Les procédés mis en oeuvre pour enrichir le combustible nucléaire en uranium 235 sont basés sur la différence de masse entre les différents isotopes de l'uranium. On distingue deux procédés d'enrichissement d'uranium :


Enrichissement par diffusion gazeuse

L'usine actuelle Georges Besse utilise comme procédé d'enrichissement la diffusion gazeuse. Le gaz d'hexafluorure d'uranium, comprimé, diffuse au travers de parois microporeuses équipant une série de 1400 modules étagés en cascade. Il est introduit dans le module central de la cascade.
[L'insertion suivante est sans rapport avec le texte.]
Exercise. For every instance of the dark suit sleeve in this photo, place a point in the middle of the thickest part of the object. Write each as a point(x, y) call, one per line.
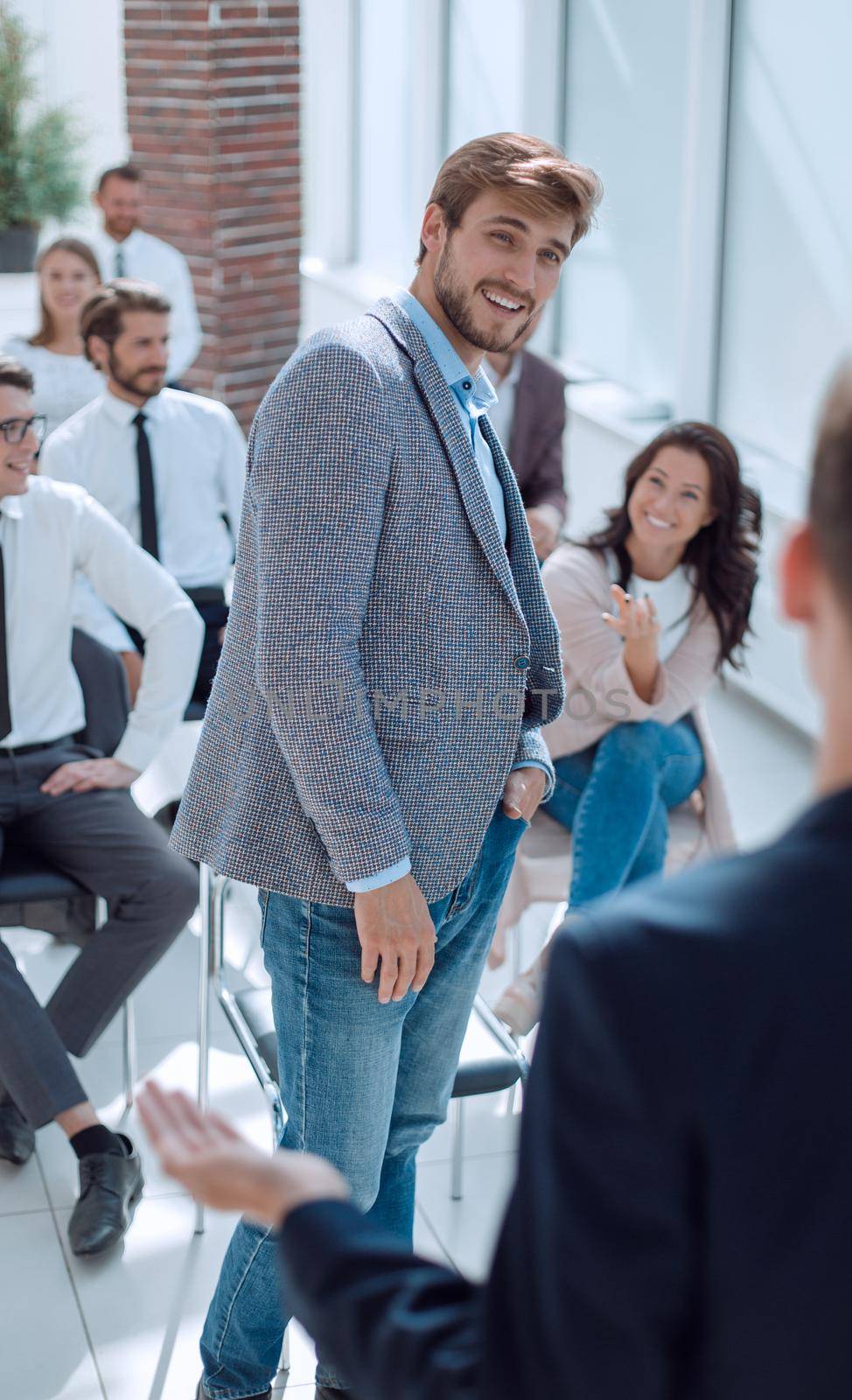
point(396, 1326)
point(590, 1292)
point(590, 1285)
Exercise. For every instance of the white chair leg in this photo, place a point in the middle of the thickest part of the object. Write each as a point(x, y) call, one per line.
point(129, 1054)
point(457, 1130)
point(206, 896)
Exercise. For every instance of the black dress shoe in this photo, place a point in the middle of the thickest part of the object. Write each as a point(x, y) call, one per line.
point(17, 1138)
point(202, 1393)
point(109, 1192)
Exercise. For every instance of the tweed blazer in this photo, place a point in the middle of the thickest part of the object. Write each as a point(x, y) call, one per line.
point(387, 658)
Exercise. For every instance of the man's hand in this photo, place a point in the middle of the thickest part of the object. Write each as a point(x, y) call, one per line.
point(87, 776)
point(523, 791)
point(544, 522)
point(395, 928)
point(220, 1168)
point(132, 662)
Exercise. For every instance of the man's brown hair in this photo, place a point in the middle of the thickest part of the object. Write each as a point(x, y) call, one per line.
point(830, 506)
point(534, 172)
point(104, 312)
point(14, 374)
point(126, 172)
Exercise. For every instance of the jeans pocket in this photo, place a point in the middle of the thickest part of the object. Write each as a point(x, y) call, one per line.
point(462, 895)
point(263, 902)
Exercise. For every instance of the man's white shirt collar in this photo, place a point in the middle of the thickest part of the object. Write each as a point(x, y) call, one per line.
point(123, 412)
point(13, 508)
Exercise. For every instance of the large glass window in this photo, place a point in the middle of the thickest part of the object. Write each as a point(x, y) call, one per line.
point(485, 69)
point(625, 118)
point(786, 310)
point(388, 207)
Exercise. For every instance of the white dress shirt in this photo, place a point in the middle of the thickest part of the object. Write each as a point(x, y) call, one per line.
point(199, 452)
point(167, 268)
point(63, 382)
point(48, 536)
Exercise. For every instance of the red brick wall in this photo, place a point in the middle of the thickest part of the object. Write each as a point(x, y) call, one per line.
point(213, 109)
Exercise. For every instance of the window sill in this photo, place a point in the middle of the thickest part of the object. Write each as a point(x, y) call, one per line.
point(611, 406)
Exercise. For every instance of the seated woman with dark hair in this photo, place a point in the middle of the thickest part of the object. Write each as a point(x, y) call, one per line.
point(649, 609)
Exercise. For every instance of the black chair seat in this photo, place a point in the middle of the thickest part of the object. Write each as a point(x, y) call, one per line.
point(24, 878)
point(485, 1066)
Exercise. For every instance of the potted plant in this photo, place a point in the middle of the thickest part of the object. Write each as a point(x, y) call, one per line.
point(39, 163)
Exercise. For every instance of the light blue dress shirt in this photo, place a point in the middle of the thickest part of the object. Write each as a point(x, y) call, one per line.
point(474, 396)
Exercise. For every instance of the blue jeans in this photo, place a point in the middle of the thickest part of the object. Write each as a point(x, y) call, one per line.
point(614, 798)
point(363, 1084)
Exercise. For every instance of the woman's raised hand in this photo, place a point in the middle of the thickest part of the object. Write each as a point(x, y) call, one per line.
point(635, 620)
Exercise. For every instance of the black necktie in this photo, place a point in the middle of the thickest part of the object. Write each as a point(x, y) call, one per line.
point(147, 506)
point(4, 710)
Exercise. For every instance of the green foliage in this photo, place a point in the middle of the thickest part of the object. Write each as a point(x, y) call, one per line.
point(39, 158)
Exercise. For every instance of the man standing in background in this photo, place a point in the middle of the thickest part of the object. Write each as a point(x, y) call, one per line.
point(125, 249)
point(529, 419)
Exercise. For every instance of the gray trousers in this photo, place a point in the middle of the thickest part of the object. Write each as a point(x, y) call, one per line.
point(105, 844)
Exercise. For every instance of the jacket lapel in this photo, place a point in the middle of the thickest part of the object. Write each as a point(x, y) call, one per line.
point(441, 406)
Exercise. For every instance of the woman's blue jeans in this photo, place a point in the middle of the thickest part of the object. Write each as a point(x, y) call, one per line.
point(363, 1084)
point(614, 798)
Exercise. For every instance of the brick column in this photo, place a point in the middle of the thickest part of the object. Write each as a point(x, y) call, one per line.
point(213, 112)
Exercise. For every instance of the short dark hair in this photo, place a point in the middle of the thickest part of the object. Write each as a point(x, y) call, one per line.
point(14, 374)
point(126, 172)
point(830, 503)
point(105, 308)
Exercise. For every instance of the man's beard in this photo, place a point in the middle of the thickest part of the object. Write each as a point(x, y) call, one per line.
point(129, 382)
point(457, 308)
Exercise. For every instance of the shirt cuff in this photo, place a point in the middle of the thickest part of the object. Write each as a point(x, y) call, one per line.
point(387, 877)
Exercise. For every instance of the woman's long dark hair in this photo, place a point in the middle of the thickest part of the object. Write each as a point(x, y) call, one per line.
point(723, 556)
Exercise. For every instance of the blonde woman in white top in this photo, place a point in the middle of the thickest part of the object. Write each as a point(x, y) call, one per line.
point(65, 380)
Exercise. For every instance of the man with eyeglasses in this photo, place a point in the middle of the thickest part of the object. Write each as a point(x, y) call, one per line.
point(67, 804)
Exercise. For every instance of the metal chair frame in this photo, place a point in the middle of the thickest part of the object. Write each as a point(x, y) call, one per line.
point(129, 1057)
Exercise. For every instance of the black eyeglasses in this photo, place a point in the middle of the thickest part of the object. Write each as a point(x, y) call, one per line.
point(14, 430)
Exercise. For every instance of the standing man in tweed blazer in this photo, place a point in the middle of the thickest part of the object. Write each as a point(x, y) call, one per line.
point(371, 751)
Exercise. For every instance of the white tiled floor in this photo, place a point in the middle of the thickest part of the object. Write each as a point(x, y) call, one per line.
point(126, 1327)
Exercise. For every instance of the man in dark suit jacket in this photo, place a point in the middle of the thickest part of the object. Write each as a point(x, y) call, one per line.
point(529, 419)
point(681, 1222)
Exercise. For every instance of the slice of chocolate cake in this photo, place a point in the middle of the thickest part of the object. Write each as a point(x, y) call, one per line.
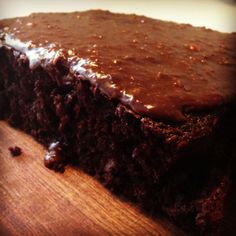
point(146, 106)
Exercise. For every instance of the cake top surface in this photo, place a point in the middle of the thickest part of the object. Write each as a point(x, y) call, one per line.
point(159, 69)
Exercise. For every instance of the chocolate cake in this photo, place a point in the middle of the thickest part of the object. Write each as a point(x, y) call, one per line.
point(146, 106)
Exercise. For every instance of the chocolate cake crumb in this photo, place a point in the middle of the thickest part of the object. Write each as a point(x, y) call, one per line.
point(15, 151)
point(154, 122)
point(54, 159)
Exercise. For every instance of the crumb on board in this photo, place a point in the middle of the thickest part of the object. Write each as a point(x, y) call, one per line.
point(15, 151)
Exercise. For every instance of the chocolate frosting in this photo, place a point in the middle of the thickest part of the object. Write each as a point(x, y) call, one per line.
point(159, 69)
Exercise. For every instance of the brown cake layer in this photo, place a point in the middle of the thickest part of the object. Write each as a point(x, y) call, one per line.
point(146, 106)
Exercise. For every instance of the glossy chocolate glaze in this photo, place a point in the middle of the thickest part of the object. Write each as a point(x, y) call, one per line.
point(159, 69)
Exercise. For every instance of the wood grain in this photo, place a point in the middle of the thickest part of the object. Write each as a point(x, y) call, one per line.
point(37, 201)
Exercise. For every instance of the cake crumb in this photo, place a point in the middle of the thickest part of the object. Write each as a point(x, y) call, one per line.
point(15, 151)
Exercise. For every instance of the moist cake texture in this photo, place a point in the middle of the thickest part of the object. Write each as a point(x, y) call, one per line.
point(146, 106)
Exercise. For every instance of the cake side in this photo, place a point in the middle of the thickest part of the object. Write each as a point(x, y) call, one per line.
point(135, 157)
point(168, 165)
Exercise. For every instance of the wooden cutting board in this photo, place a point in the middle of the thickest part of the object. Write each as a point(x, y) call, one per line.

Les molécules d'hexafluorure d'uranium 235, plus légères que celles d'hexafluorure d'uranium 238, traversent plus rapidement chaque paroi microporeuse.

Ainsi, au fur et à mesure des passages successifs au travers de ces parois, un flux gazeux, dirigé vers l'extrémité inférieure de la cascade, s'appauvrit en uranium 235, tandis que l'autre, dirigé vers l'extrémité supérieure, s'en enrichit. Le produit enrichi peut ensuite être soutiré en haut de la cascade de diffuseurs et le résidu appauvri en bas.

 

Enrichissement par ultracentrifugation

Une nouvelle usine dite Georges Besse II, actuellement en cours de construction, est prévue pour remplacer la précédente et utiliser, à l'horizon 2012, un autre procédé d'enrichissement : l'ultracentrifugation.

Ce principe de séparation des deux isotopes d'uranium utilise des centrifugeuses tournant à très grande vitesse et disposées en cascade. Elles projettent plus vite à la périphérie l'hexafluorure d'uranium 238 et l'uranium 235 va ainsi progressivement se concentrer dans les centrifugeuses au cours des passages successifs.